Tordre le coup à ces vieilles « lunes » qui circulent indéfiniment depuis des siècles est aussi utopique de vider la mer avec une passoire. Essayons quand même, d’un point de vue plus historique.

Depuis les premiers temps, l’Église a considéré que l’exercice du ministère sacerdotal était lié à la continence. Les plus anciens documents que nous possédons (début du IVème siècle – les archives de l’Église ayant été détruites lors des dernières persécutions massives de l’Empire romain) montrent que de tout temps cette discipline a été considérée comme un héritage de l’âge apostolique.

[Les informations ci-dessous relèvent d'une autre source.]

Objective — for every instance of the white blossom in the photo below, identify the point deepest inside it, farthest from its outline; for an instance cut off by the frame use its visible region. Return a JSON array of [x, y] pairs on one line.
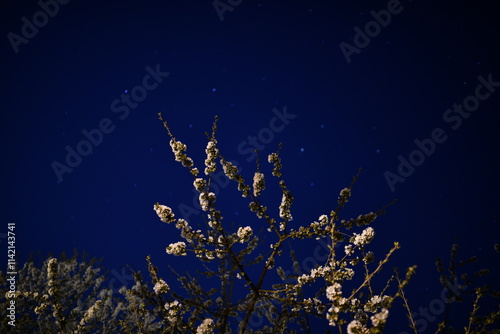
[[212, 153], [356, 327]]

En d’autres termes, à ceux qu’elle appelait au diaconat, au sacerdoce ou à l’épiscopat, elle a toujours demandé de renoncer à l’usage normal du mariage. En d’autres termes, le ministère du Christ dans l’Église devait être rempli par des hommes qui manifestaient dans leur vie ce don total d’eux-mêmes en renonçant au mariage. Qu’il y ait eu des faiblesses dans ce domaine ne remet pas en cause cette évidence pluriséculaire. On pourrait montrer assez aisément que l’Église d’Orient est revenue sur une pratique pourtant solidement établie par la tradition. Mais ceci est un autre débat.

Remarquons, en passant, que la contestation du célibat ecclésiastique a souvent été liée à des périodes de décadence ou de contestation majeure de la foi (les deux étant parfois liés). À l’inverse, les plus grandes figures de sainteté de l’Église, hommes ou femmes, ont été défenseurs de cet idéal, y apportant leur contribution par l’exemple ou l’enseignement. L’insistance sur le célibat ecclésiastique au XIIIème siècle n’est donc pas une nouveauté, mais un rappel que les grands réformateurs (saint François, saint Dominique, pour ne prendre qu’eux) appuient de toute leur autorité et de leur exemple.